Yes, your smart Russians tell us that the Sox run distribution was not unusual when compared to other MLB run distributions. That's not the question I was asking.
And, yes, the run distribution has regularized. It also seems as if they've also had some good offensive games against good pitchers (Blanton), and some bad offensive games against bad pitchers (Matusz), neither of which I remember seeing earlier in the season, although of course that memory may be highly subject. Which is why I wanted to actually look at the numbers.
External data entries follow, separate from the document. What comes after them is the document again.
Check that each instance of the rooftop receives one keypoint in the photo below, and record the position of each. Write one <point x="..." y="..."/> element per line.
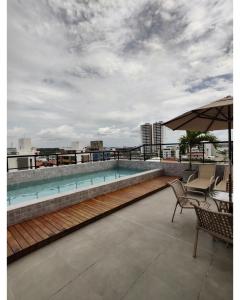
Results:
<point x="135" y="253"/>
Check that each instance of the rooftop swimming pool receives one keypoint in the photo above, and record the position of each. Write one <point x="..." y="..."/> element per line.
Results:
<point x="39" y="189"/>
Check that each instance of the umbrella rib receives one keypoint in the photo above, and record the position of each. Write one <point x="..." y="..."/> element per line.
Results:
<point x="219" y="112"/>
<point x="175" y="119"/>
<point x="197" y="115"/>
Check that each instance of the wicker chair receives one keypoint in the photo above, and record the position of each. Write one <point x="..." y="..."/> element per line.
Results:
<point x="217" y="224"/>
<point x="223" y="185"/>
<point x="183" y="200"/>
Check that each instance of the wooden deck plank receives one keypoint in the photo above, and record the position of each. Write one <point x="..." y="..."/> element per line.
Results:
<point x="18" y="237"/>
<point x="13" y="243"/>
<point x="26" y="225"/>
<point x="9" y="251"/>
<point x="29" y="235"/>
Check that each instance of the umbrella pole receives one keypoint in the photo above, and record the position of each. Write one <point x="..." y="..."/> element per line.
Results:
<point x="230" y="154"/>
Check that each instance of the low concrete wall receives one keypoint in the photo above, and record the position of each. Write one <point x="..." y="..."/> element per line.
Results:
<point x="20" y="212"/>
<point x="140" y="164"/>
<point x="51" y="172"/>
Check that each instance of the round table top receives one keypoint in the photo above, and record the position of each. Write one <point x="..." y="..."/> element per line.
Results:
<point x="219" y="195"/>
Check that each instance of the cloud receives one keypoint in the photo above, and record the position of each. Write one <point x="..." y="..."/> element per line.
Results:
<point x="98" y="69"/>
<point x="16" y="131"/>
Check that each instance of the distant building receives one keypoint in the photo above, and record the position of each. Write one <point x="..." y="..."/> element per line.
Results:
<point x="96" y="145"/>
<point x="11" y="151"/>
<point x="24" y="162"/>
<point x="76" y="145"/>
<point x="158" y="135"/>
<point x="25" y="146"/>
<point x="146" y="135"/>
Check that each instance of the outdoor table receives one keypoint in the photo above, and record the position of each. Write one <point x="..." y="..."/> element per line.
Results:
<point x="222" y="201"/>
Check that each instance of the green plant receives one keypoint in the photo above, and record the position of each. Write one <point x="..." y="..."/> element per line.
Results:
<point x="194" y="138"/>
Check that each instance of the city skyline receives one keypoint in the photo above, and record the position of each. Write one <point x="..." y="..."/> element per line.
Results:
<point x="80" y="70"/>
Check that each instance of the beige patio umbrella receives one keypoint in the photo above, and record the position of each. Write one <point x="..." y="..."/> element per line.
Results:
<point x="217" y="115"/>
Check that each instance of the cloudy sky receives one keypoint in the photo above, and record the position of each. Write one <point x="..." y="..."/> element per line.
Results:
<point x="83" y="70"/>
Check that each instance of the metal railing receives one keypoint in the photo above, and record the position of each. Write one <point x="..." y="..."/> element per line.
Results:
<point x="161" y="152"/>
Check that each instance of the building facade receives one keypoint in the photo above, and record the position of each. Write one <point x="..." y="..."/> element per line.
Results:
<point x="96" y="145"/>
<point x="158" y="135"/>
<point x="146" y="135"/>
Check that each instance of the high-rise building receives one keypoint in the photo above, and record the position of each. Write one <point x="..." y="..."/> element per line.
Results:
<point x="146" y="134"/>
<point x="158" y="135"/>
<point x="25" y="146"/>
<point x="96" y="145"/>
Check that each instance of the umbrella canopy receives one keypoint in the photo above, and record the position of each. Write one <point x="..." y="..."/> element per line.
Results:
<point x="217" y="115"/>
<point x="214" y="116"/>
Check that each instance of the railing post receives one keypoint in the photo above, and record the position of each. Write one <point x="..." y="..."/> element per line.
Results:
<point x="203" y="153"/>
<point x="75" y="158"/>
<point x="180" y="154"/>
<point x="160" y="151"/>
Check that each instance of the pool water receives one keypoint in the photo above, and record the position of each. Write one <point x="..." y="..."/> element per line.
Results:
<point x="35" y="190"/>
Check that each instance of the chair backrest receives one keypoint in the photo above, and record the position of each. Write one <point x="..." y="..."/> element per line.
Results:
<point x="226" y="173"/>
<point x="178" y="188"/>
<point x="217" y="224"/>
<point x="206" y="171"/>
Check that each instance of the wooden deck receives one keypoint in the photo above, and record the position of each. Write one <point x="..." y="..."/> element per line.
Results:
<point x="30" y="235"/>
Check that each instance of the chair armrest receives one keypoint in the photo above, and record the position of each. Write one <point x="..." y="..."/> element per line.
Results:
<point x="192" y="199"/>
<point x="197" y="192"/>
<point x="211" y="181"/>
<point x="216" y="181"/>
<point x="191" y="177"/>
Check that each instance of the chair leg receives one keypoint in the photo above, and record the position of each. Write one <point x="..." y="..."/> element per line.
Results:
<point x="174" y="211"/>
<point x="195" y="243"/>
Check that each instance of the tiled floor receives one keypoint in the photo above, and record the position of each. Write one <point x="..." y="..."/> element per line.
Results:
<point x="135" y="253"/>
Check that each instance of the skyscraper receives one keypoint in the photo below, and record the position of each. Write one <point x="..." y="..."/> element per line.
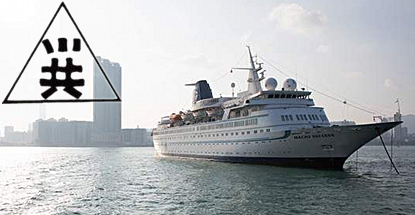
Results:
<point x="107" y="115"/>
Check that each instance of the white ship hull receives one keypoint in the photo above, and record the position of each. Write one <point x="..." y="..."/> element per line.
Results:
<point x="324" y="147"/>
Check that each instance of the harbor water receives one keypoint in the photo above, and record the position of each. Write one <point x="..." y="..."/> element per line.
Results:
<point x="40" y="180"/>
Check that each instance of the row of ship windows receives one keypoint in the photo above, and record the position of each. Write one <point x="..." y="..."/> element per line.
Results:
<point x="217" y="134"/>
<point x="240" y="123"/>
<point x="215" y="144"/>
<point x="302" y="117"/>
<point x="222" y="153"/>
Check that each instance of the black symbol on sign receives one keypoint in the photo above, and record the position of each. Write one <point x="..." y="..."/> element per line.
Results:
<point x="68" y="82"/>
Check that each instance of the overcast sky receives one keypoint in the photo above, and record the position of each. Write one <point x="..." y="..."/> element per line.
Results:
<point x="361" y="51"/>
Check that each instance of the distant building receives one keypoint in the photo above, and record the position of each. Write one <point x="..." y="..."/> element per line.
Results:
<point x="400" y="132"/>
<point x="11" y="136"/>
<point x="107" y="115"/>
<point x="62" y="132"/>
<point x="136" y="137"/>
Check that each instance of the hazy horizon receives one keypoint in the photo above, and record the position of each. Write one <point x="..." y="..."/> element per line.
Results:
<point x="360" y="52"/>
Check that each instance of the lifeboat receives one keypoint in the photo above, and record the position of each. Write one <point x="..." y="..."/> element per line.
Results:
<point x="175" y="117"/>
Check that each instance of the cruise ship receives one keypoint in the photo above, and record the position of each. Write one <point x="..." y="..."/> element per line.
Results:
<point x="272" y="126"/>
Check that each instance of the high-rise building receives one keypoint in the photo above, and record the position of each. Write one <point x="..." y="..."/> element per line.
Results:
<point x="107" y="115"/>
<point x="62" y="132"/>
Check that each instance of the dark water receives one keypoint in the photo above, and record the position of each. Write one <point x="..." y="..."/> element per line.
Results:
<point x="134" y="181"/>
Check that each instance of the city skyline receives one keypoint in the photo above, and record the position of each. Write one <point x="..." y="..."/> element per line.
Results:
<point x="357" y="53"/>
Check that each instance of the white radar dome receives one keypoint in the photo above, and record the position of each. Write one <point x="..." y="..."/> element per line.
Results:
<point x="271" y="84"/>
<point x="290" y="84"/>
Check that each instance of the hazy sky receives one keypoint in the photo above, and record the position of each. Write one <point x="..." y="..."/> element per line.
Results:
<point x="361" y="51"/>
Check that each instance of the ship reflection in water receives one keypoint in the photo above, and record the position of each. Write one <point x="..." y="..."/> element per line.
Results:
<point x="40" y="180"/>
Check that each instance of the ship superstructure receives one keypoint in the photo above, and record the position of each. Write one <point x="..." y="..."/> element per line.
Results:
<point x="279" y="127"/>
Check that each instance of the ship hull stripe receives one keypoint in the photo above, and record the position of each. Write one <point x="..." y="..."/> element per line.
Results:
<point x="334" y="163"/>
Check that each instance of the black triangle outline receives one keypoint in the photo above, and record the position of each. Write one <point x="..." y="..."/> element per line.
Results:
<point x="7" y="101"/>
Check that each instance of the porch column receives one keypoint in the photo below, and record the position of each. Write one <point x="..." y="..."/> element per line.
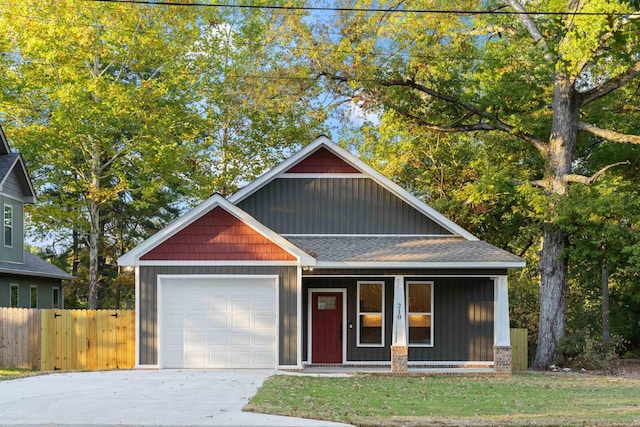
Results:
<point x="502" y="333"/>
<point x="399" y="349"/>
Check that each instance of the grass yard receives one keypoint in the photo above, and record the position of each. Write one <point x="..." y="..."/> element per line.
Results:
<point x="12" y="373"/>
<point x="540" y="399"/>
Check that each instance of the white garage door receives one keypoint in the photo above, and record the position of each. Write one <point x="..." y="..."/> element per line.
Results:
<point x="217" y="322"/>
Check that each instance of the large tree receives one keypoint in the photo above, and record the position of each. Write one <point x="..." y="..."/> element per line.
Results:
<point x="548" y="75"/>
<point x="94" y="103"/>
<point x="127" y="113"/>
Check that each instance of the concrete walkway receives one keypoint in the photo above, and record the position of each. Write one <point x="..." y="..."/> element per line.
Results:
<point x="139" y="397"/>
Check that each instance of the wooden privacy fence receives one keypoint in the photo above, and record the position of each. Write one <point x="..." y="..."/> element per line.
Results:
<point x="50" y="340"/>
<point x="519" y="349"/>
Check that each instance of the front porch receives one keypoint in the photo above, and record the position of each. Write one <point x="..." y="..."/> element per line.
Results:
<point x="351" y="369"/>
<point x="421" y="322"/>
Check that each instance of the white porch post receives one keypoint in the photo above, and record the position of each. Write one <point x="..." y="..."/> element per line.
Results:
<point x="502" y="333"/>
<point x="399" y="349"/>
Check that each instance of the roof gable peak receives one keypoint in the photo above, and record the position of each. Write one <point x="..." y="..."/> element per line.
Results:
<point x="134" y="256"/>
<point x="357" y="164"/>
The reason I started this thread is because I was curious as to whether the strange run distribution the Sox had early in the season was because they were consistently beating up on crap pitching while not hitting good pitching, which was the simplest explanation for the wide spread in values. If that is the case, that's an interesting phenomenon whether or not it has predictive value, because we are interested in the game of baseball.
(I mean, does that ever
happen, over a short period of time, to a degree that looks like it might not be completely random? I don't know.) And it is certainly an interesting phenomenon even if the same distribution of RS per game could have been produced at random without the phenomenon. That the latter is true does not tell you that the phenomenon is not present.
And your reference distribution may itself include the phenomenon.
Here's an analogy. A band goes on tour, playing small clubs, and they play to either empty houses or packed houses, nothing in between. Very strange. And we're curious why. You grab some tour attendance figures for some bands of equal stature and tell us that there's absolutely nothing unusual about that sort of distribution, it happens all the time in a tour that short
. Tour a bit longer and you're bound to see some half-filled houses.
But this doesn't address any of the questions we're curious about. Why is it that some nights the house is empty, and some nights packed? Is it the amount of college radio airplay? The presence or absence of a preview article in the local paper? Or is it much closer to what you'd call "random," e.g., the weather, whether local sports teams have an important game, or a host of other factors unrelated to the music biz? These are all factors that influence the reference distribution
. And we don't know jack about that. We don't know whether there are bands that get consistent airplay in every city and hence don't see many empty or packed houses, and other bands that get ignored in some cities while getting massive airplay in others. We don't know whether some bands are very reliant on press previews while others have fans that are largely illiterate. All interesting questions that are not addressed at all by simply reporting that the observed pattern isn't the least bit unusual in a sample of the given size. Is it not unusual because of the weather? Or because there are lots of bands dependent on college radio airplay and we're looking at one of them, and in a tour this short you might hit three terrible cities and three great ones, just at random?
I want to know the answer to the baseball equivalents of these questions. I really don't give a shit about statistics except as a tool to answer those questions. And I can't think of anything more wrong-headed than running a single stat test and then concluding that we should cease our curiosity about those questions because the one stat test tells us that the questions are uninteresting. Maybe to you they are. My condolences, really.